Georgie accepts a ride home. She sits next to me in a dazed, semi-catatonic state. When I ask what she has in her fridge she stares at me blankly and eventually says, ‘Spinach, I think.’ I call Simone and explain that I’ll be late, she should make herself something for supper and make sure she doesn’t open to anybody. On the way we stop at a 7/11 store so that I can buy some supplies. Georgie lets me take control without arguing, but when I suggest a farmhouse omelette for supper at her place, she reminds me in a low voice that the family is vegetarian. ‘We’re not vegans,’ she says, ‘and we eat fish, because that’s got omega oils and I think that’s important for the kids. We’re just trying to reduce our footprint on the planet.’ ‘Is cheese okay?’ ‘Yes,’ she replies. ‘Roxy loves cheese.’ And then she begins to cry.

She’s calmed down by the time we get to the house, and luckily it’s late enough so that the communal kitchen is clear of other people. My farmhouse omelette is nowhere near as good as Nathan the Bear’s, but Josh and Wally tuck in, munching thick buttered slices of bread with the stringy cheesy omelette, as if they haven’t had a proper meal in days. Georgie picks at her food but she makes an effort for the kids’ sake. When we’re finished, Wally says goodnight and she asks me to watch television while she puts Josh to bed, and then we can have a hot mug of Horlicks together before I go.

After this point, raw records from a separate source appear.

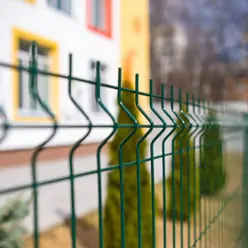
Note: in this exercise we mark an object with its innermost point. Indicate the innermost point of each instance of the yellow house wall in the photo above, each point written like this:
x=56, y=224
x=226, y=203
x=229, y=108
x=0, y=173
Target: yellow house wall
x=135, y=38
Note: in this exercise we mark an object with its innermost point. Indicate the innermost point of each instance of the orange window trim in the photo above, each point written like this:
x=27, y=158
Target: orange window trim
x=108, y=10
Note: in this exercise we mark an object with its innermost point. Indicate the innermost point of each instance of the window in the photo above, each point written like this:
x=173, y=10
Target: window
x=99, y=16
x=62, y=5
x=94, y=105
x=26, y=104
x=25, y=108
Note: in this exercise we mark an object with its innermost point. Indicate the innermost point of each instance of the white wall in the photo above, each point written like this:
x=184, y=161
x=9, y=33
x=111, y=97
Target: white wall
x=72, y=35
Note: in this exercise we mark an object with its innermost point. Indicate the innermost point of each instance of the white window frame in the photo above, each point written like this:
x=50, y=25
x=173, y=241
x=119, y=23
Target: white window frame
x=42, y=61
x=98, y=15
x=94, y=106
x=61, y=5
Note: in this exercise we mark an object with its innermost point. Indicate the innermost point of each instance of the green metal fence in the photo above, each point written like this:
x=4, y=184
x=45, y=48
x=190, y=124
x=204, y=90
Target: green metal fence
x=222, y=219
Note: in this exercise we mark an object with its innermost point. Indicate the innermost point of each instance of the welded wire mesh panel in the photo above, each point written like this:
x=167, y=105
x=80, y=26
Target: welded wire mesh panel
x=173, y=180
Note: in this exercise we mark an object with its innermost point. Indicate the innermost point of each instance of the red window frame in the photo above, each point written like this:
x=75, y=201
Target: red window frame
x=108, y=10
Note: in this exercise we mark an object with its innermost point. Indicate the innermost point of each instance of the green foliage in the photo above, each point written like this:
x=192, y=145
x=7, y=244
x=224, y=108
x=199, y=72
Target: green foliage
x=186, y=182
x=213, y=175
x=11, y=230
x=112, y=213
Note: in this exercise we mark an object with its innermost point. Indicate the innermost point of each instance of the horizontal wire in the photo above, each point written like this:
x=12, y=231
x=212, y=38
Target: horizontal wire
x=113, y=167
x=63, y=76
x=117, y=125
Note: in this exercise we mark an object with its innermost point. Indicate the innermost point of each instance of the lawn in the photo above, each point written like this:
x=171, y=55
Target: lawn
x=222, y=232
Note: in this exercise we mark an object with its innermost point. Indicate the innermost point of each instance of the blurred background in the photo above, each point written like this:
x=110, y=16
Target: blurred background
x=201, y=46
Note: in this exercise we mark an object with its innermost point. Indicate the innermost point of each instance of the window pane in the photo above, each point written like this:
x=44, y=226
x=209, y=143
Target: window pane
x=95, y=105
x=20, y=78
x=26, y=101
x=65, y=5
x=98, y=14
x=53, y=3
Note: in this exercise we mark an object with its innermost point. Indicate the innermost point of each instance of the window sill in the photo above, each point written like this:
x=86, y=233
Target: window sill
x=106, y=34
x=31, y=116
x=61, y=11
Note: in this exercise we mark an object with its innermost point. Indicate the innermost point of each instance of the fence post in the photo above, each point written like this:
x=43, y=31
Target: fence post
x=245, y=184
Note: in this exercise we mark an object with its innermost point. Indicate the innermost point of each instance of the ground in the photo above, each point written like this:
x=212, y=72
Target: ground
x=224, y=211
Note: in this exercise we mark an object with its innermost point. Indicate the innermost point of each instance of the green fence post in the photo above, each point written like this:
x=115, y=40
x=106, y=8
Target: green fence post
x=245, y=184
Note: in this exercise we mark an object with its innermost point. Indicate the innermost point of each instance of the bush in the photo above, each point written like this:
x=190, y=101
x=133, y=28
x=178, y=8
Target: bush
x=112, y=213
x=11, y=231
x=213, y=175
x=186, y=194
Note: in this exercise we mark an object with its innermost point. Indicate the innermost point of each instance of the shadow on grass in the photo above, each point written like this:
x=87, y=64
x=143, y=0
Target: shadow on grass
x=87, y=233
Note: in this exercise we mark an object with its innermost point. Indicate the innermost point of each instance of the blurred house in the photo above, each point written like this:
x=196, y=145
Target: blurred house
x=91, y=31
x=168, y=47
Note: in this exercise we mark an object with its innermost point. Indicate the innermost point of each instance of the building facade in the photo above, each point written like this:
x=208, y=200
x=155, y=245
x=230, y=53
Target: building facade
x=90, y=30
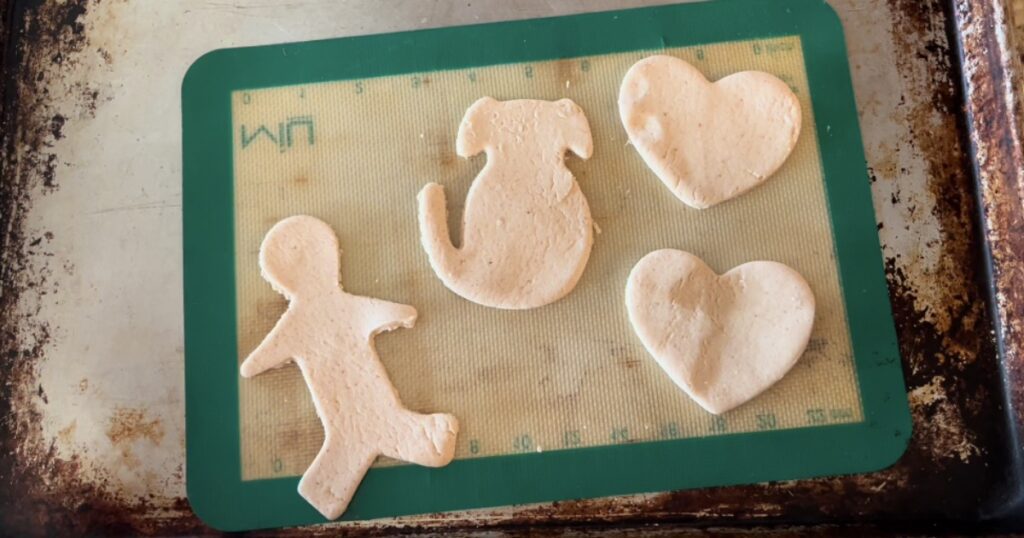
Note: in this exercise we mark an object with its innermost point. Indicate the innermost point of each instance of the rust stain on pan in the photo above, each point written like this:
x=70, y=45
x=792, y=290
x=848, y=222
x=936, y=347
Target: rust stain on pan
x=992, y=69
x=40, y=492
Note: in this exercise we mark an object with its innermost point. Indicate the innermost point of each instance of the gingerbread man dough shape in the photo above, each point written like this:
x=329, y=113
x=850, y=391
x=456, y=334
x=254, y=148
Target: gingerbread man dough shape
x=526, y=230
x=708, y=141
x=330, y=335
x=723, y=339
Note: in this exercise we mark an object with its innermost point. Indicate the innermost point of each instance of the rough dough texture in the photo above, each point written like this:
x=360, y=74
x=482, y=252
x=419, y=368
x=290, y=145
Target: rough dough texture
x=708, y=141
x=330, y=335
x=722, y=339
x=526, y=230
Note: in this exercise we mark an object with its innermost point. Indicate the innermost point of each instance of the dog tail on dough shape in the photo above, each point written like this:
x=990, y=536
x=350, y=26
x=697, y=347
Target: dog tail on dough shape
x=434, y=230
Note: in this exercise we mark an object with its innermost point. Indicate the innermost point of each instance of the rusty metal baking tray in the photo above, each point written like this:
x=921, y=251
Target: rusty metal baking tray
x=90, y=385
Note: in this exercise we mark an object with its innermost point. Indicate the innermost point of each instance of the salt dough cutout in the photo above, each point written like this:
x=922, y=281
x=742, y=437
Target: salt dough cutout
x=526, y=230
x=330, y=335
x=708, y=141
x=722, y=339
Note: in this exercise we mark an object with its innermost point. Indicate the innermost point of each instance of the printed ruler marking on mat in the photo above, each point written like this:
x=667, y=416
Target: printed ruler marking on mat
x=567, y=376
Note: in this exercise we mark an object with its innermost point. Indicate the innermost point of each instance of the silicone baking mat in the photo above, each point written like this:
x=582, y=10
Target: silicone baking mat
x=349, y=130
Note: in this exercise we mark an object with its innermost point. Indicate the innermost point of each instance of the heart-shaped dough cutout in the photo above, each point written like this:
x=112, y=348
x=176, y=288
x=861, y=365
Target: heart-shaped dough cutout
x=722, y=339
x=708, y=141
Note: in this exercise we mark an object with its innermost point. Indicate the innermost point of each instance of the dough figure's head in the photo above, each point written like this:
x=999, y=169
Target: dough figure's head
x=517, y=125
x=299, y=256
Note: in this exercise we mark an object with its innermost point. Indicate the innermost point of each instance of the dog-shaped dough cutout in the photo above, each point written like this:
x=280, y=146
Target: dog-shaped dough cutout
x=526, y=230
x=330, y=335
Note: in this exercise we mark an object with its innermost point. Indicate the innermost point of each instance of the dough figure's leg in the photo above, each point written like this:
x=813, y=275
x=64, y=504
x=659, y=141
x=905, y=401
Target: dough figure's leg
x=332, y=479
x=430, y=439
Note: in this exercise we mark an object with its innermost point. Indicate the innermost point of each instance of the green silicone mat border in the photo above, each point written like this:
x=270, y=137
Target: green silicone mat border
x=215, y=489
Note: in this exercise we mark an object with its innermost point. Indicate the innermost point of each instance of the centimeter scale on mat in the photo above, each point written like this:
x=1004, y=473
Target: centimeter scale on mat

Josh shuffles off silently to do his teeth and then I hear some scuffling and soft voices through the open door as he climbs into bed. The low tones of Georgie’s voice singing a hymn to her troubled lastborn reach me:

I would be true, for there are

those who trust me;

I would be pure, for there

are those who care;

I would be strong, for there

is much to suffer;

I would be brave, for there

is much to dare.

When she comes back, she says that it’s thanks to Simone that she’s started singing to Josh. They’re old songs from her childhood. What would Ben say if he heard her singing Pentecostal hymns to their children? But it’s a hymn her mother sang to her to calm her whenever anything bad happened, and now it seems to calm Josh. She just keeps singing it like a lullaby again and again until he falls asleep, and he even lets her hold his hand while she’s singing.